The universal provision of public services - including health health - is unaffordable.

SAMI has been involved in projects relating to the future of the NHS, both specifically for the NHS Institute, as well as part of the broader study of the Future of Services to the Public that was undertaken last year. Many of the key issues focus on the unaffordability of continued universal access to services, and the need either for rationing or individual co-payment – or a combination. The problem is compounded by the political unacceptability of a debate around “rationing”. One area of the NHS where rationing has been more explicit is that of access to medicines. For many years now, The National Institute for Health and Clinical Excellence – still known by its original acronym, NICE – has been making recommendations to the Department of Health regarding which medicines should be available under the NHS, in terms of whether they offer value for money.

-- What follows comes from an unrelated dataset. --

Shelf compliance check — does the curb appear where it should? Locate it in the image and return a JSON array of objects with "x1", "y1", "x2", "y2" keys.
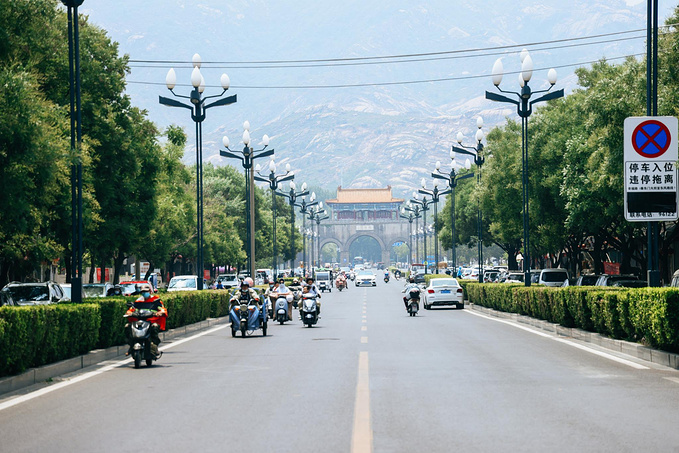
[
  {"x1": 0, "y1": 316, "x2": 229, "y2": 395},
  {"x1": 469, "y1": 303, "x2": 679, "y2": 370}
]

Many of the recommendations have been controversial, sparking sharp reactions from affected patient groups; some recommendations have been overridden by political considerations. NICE also evaluates other forms of medical intervention, but is the recommendations on access to medicines – especially new therapies – which have produced most controversy.

There are also controversies among health economists regarding the methodologies employed by NICE. The standard measure of health output used by NICE is the quality-adjusted life year (QALY). This is intended to embrace both extra life years as well as the quality of life experienced during those additional years, with new therapies being rated in terms of their cost per QALY. However, the QALY may not capture all the relevant aspects of the social value of healthcare expenditure. For example, male impotence cures (and even tattoo removal) show a relatively lower cost per QALY, but can be argued to merit a lower social valuation in terms of resource allocation. Whereas some orphan drugs (specialised therapies for very small patient groups) and end-stage cancer treatments may well merit much higher social valuation, but tend to produce a much higher costs per QALY and so would receive a more negative assessment from NICE.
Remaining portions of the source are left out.